I didn’t realize it at first but I had actually enrolled in a tutorial in which the student was going to teach me about technology.

Q: What will be Scalia’s most valuable legacy on the court? He certainly removed justices from their robes, exposed them as human beings with biases and faults, reminded everyone that the court flexes along with the Constitution.

A: I think people will pick up Originalism as a tool. It will not dictate decisions; it’s going to be a way that judges can frame opinions and decide cases. We might see down the road a privacy amendment, something that will safeguard Americans against various forms of technological intervention. If we do, you will almost certainly hear the words of Antonin Scalia. He is very good about arguing that the framers intended for the government, and for devices of all kinds—including electronic ones—staying out of our personal lives.

There’s a law professor named Jonathan Turley at George Washington who says that Scalia is the first celebrity justice. I don’t think he is; I think William O. Douglas was. But Scalia is certainly the first celebrity justice in the 24/7/cable news/internet period. When Scalia acts out, when he creates controversy, he makes it acceptable for political figures or members of the press to treat him just like any other politician.

The major change that Scalia has wrought, and maybe not necessarily for the better, is that he has made the court vulnerable. He’s made people understand that this is just another political body, and with that comes the realization that it can be attacked with political means. He has also changed the way that Supreme Court justices do their job. Because of him, Ruth Bader Ginsburg has been giving speeches everywhere. Sonia Sotomayor is present at the dropping of the New Year’s ball in Times Square with her family. And Clarence Thomas becomes the grand marshal for the Daytona 500 race.

Q: A Court of One has been reviewed all over the map, from The New York Times to The New Republic. Can you point to a memorable, indelible reaction?

A: When I got back to school after the summer there were messages that had been there for weeks and weeks. One was from a friend of Scalia’s I didn’t even know existed. He left two emails and the first one said, “I know Scalia well.

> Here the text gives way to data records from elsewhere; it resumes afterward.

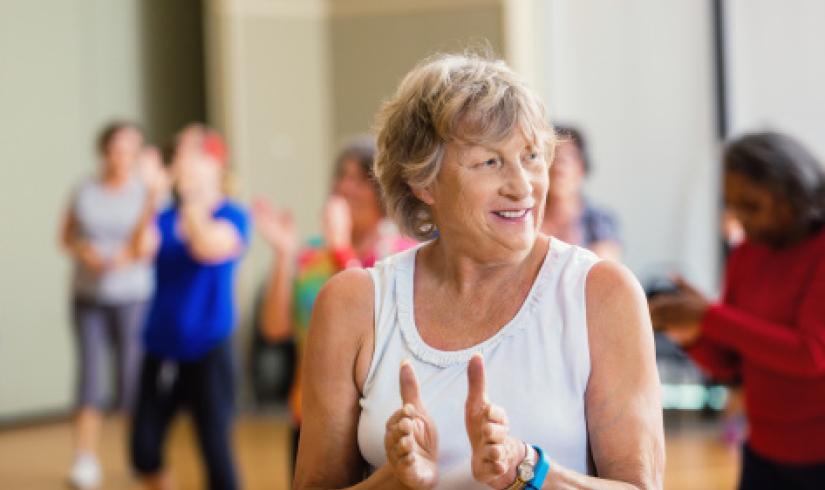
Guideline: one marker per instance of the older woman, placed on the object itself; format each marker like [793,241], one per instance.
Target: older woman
[491,356]
[188,362]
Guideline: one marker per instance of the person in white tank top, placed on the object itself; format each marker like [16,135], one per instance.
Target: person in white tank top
[491,356]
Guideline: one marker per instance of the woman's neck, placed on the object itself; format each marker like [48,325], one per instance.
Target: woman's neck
[114,180]
[365,235]
[462,271]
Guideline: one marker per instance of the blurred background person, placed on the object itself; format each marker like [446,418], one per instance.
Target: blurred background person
[356,233]
[769,327]
[111,285]
[188,358]
[570,216]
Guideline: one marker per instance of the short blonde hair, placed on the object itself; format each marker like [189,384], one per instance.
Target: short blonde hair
[447,98]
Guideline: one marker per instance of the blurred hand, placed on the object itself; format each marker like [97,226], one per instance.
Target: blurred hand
[191,180]
[337,223]
[152,173]
[411,440]
[277,227]
[680,314]
[122,258]
[91,259]
[495,453]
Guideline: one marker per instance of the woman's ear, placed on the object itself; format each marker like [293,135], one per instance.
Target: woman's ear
[423,193]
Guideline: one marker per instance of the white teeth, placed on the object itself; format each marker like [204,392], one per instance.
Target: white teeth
[512,214]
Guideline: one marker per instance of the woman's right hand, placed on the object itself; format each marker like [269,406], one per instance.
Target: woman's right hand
[91,259]
[411,440]
[337,223]
[277,227]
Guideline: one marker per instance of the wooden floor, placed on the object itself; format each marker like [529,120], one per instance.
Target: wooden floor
[37,457]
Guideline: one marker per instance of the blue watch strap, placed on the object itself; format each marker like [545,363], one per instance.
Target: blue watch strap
[540,470]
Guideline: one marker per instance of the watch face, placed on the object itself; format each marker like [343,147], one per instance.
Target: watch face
[525,472]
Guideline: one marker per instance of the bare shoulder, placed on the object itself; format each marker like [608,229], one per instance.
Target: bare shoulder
[347,298]
[614,298]
[341,333]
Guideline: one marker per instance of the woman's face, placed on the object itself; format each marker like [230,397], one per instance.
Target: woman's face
[764,215]
[354,185]
[567,170]
[490,197]
[122,151]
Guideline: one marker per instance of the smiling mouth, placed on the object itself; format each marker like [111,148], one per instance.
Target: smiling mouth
[512,214]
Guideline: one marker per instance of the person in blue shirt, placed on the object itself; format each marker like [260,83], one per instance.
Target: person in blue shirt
[187,337]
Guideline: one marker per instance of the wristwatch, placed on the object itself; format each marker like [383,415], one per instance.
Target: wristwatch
[532,471]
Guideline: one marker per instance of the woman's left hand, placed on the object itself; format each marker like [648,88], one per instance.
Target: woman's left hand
[680,314]
[495,454]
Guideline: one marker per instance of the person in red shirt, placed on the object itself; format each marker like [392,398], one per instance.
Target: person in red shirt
[769,326]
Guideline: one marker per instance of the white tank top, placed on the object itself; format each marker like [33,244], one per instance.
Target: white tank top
[537,367]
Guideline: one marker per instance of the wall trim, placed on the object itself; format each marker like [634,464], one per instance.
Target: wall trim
[351,8]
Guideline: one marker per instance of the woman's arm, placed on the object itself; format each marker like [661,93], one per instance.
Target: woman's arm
[624,413]
[276,309]
[607,249]
[278,228]
[78,248]
[338,354]
[209,240]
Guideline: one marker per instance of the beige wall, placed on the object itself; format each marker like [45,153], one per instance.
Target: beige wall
[65,71]
[67,68]
[372,49]
[290,80]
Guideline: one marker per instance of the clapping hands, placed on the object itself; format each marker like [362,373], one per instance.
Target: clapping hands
[411,440]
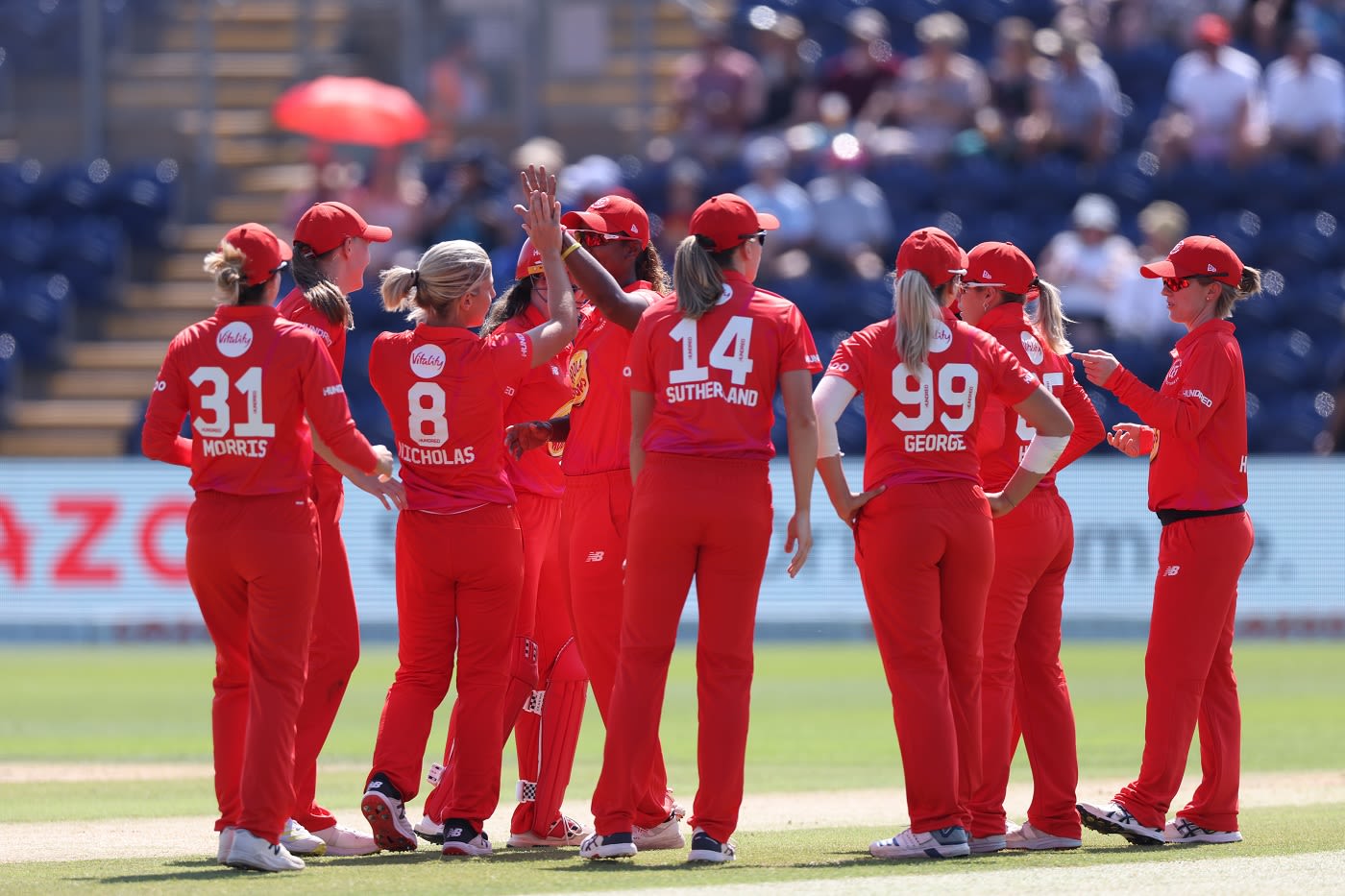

I traveled with him around the world. I just wanted you to know that you got him exactly right. That’s the guy I know.” And then he left another email to give him a call. When I called him he said the book brought back a lot of memories. He’s a retired Washington bureaucrat who knew Scalia when he was back in the Nixon administration.

I asked him, “Well, have you gotten any reaction from Scalia?” Because that’s really what people ask me. I’ve heard nothing: Scalia was unusually quiet this summer; he’s given very few speeches, if any. And this fellow said he had asked Scalia, “Well, what do you think of this book?” And Scalia told him, “I don’t want to talk about that.” And so I thought, “Well, okay, at least he’s aware of it.”